I'm giving away no secrets when I tell you the howling is that of three children who have been found in the woods of the Ashton estate. From the blurb:
Of especially naughty children it is sometimes said: "They must have been raised by wolves."
The Incorrigible children actually were.
Discovered in the forests of Ashton Place, the Incorrigibles are no ordinary children. Alexander keeps his siblings in line with gentle nips; Cassiopeia has a bark that is (usually) worse than her bite; and Beowulf is alarmingly adept at chasing squirrels.

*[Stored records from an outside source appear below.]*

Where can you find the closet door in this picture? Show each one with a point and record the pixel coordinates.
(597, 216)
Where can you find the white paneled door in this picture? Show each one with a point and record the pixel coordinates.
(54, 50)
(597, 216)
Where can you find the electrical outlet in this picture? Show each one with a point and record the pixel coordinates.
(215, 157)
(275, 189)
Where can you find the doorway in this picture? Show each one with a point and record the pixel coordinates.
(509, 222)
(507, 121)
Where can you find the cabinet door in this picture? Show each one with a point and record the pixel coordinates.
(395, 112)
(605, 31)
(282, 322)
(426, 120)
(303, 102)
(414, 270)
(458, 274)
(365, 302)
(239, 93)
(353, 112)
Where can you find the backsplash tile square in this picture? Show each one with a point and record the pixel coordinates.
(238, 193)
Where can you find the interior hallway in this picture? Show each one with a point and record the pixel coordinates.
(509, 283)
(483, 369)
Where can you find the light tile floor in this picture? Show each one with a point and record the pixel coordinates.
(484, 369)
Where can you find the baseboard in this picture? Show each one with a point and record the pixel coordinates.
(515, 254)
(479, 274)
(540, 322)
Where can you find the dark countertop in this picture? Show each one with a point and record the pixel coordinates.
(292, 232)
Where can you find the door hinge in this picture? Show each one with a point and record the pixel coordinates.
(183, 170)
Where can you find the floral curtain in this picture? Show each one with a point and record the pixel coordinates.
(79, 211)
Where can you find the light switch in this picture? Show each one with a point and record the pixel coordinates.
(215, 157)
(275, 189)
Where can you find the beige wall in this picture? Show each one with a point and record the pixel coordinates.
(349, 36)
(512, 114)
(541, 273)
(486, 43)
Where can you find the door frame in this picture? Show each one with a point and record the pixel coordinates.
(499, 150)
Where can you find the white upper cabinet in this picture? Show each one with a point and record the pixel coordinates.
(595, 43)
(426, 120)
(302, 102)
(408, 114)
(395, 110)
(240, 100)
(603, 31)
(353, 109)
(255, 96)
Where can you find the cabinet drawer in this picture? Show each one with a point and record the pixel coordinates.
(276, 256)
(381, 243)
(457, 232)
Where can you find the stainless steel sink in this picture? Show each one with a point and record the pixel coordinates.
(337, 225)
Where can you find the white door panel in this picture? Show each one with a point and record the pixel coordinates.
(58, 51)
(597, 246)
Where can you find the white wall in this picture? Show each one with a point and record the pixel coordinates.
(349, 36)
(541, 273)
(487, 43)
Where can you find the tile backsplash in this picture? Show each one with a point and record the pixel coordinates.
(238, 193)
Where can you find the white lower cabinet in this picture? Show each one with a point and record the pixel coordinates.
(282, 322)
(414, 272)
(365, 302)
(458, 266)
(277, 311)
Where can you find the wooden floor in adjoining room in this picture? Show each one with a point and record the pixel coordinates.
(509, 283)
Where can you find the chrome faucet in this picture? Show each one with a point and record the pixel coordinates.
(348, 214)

Miss Penelope Lumley, age 15 and a graduate of the Swanburne Academy for Poor Bright Females, is hired as their governess and she does a remarkable job of whipping them into human shape. But they must be ready to appear at a Christmas ball in only a few short weeks and that means they must master social chit chat, table manners, and how to dance the schottische.
If anyone can achieve this metamorphosis it is Miss Lumley, called by the children Lumawoo. In times of trouble she falls back on the sayings of Miss Swanburne: "Complaining won't butter the biscuit" or "If it weren't so tempting it wouldn't be called chocolate cake."

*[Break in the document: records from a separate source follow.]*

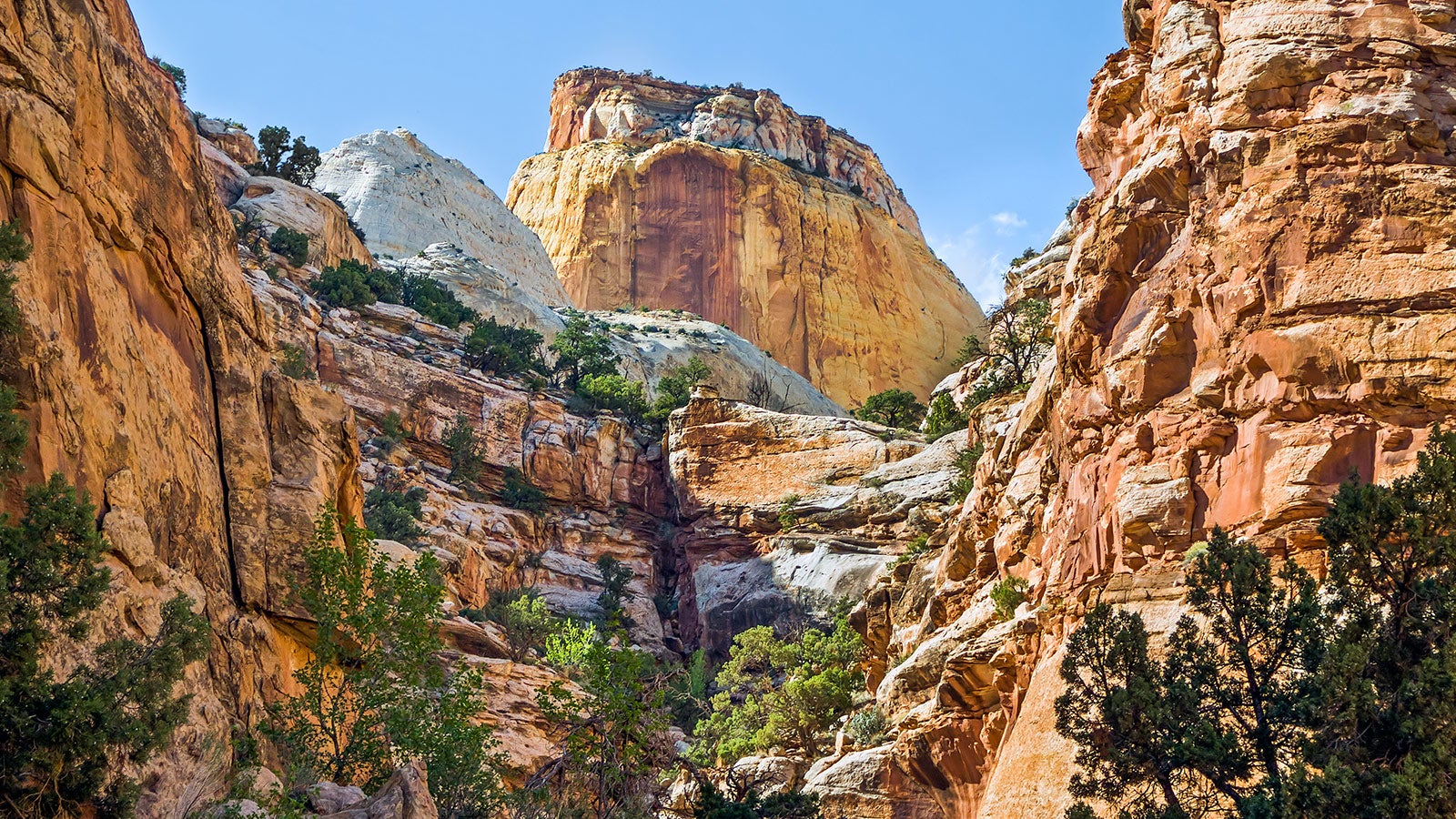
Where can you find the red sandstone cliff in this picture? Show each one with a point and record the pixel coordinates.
(727, 203)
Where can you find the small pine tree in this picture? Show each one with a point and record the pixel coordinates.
(893, 409)
(466, 460)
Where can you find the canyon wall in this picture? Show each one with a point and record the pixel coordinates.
(1259, 302)
(728, 205)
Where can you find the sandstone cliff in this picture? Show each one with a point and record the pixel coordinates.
(408, 197)
(728, 205)
(1259, 302)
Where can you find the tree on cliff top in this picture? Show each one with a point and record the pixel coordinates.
(1286, 702)
(62, 734)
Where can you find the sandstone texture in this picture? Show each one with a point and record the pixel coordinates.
(408, 197)
(147, 370)
(650, 343)
(1257, 300)
(785, 511)
(732, 206)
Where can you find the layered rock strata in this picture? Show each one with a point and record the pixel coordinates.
(732, 206)
(1259, 303)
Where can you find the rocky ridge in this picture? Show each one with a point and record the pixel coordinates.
(1252, 307)
(407, 197)
(732, 206)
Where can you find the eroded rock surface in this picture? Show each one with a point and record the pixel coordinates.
(728, 205)
(408, 197)
(1259, 300)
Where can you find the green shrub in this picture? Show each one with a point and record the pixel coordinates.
(393, 515)
(1008, 593)
(868, 727)
(502, 349)
(375, 690)
(781, 693)
(178, 75)
(298, 162)
(581, 351)
(290, 245)
(674, 389)
(893, 409)
(296, 363)
(944, 417)
(615, 392)
(521, 493)
(466, 460)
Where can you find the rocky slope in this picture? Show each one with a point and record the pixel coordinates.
(730, 205)
(1257, 303)
(408, 197)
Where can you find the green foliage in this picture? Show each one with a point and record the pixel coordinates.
(781, 694)
(392, 513)
(298, 162)
(1387, 720)
(356, 285)
(1008, 593)
(893, 409)
(504, 350)
(1219, 722)
(615, 579)
(178, 75)
(868, 727)
(615, 720)
(65, 734)
(749, 804)
(1016, 339)
(466, 458)
(618, 394)
(373, 693)
(526, 622)
(676, 388)
(1026, 257)
(945, 417)
(295, 361)
(965, 480)
(521, 493)
(347, 286)
(290, 245)
(581, 351)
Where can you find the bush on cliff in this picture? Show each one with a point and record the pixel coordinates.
(1285, 698)
(893, 409)
(375, 694)
(296, 162)
(63, 733)
(776, 693)
(501, 349)
(581, 351)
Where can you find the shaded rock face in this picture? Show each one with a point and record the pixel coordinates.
(408, 197)
(682, 197)
(146, 368)
(1259, 302)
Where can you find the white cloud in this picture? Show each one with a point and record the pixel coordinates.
(977, 264)
(1008, 222)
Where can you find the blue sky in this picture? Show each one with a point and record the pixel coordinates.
(973, 106)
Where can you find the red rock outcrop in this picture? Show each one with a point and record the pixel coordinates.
(728, 205)
(1259, 302)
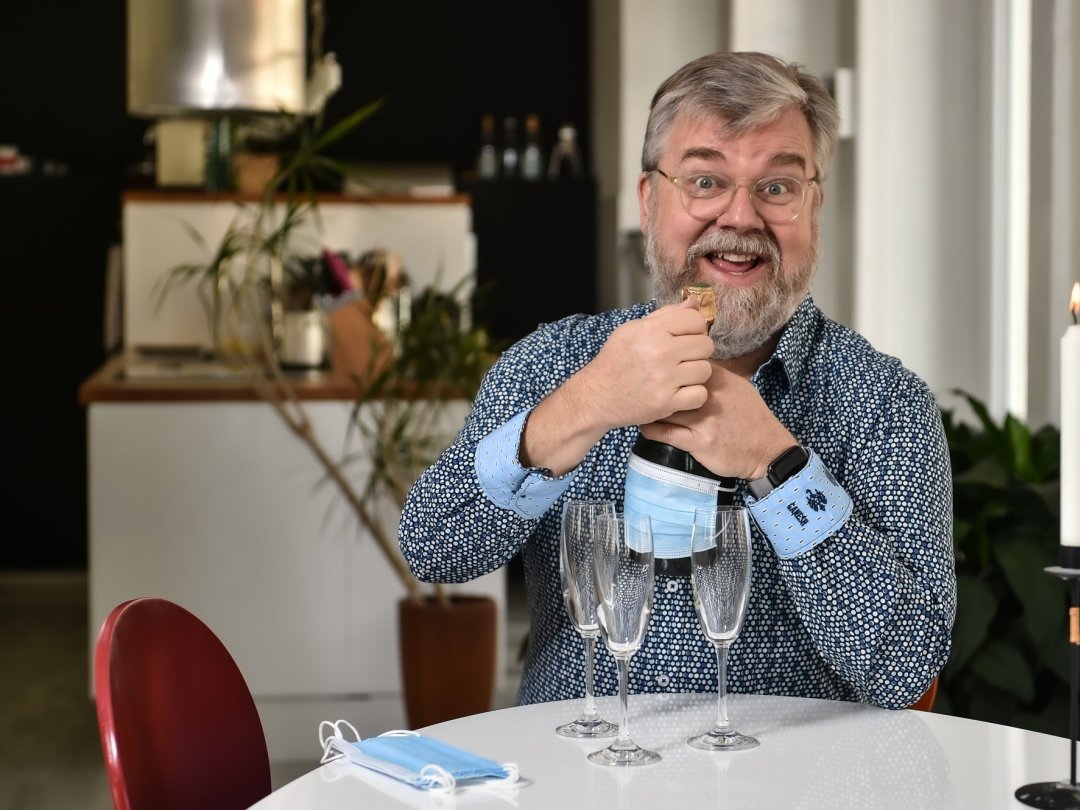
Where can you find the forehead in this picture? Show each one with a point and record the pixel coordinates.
(784, 142)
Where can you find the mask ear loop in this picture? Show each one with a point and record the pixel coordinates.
(335, 731)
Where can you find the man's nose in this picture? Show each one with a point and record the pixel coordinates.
(741, 213)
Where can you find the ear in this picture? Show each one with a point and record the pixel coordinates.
(644, 199)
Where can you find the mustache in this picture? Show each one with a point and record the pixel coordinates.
(724, 241)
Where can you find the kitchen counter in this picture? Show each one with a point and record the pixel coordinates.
(112, 383)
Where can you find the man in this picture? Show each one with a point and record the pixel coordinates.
(839, 448)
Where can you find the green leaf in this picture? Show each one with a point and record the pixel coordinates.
(1022, 562)
(1002, 666)
(974, 609)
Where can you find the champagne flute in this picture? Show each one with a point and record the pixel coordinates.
(622, 567)
(720, 572)
(576, 571)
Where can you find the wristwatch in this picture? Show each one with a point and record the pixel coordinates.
(781, 469)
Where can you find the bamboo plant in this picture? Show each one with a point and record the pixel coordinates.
(437, 361)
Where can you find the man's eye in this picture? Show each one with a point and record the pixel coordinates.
(706, 184)
(778, 187)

The book is full of major and minor mysteries: Who or what is behind the wall in the attic? Why does the mysterious coachman, Old Timothy, lurk in the woods when the children are playing? Who are these children in the first place and why were they being raised by wolves? Why does Sir Frederick say, "Finders keepers," and insist they stay at Ashton Place?
This is book is so wry, so charming, so full of unanswered questions. I can't wait for the next in the series.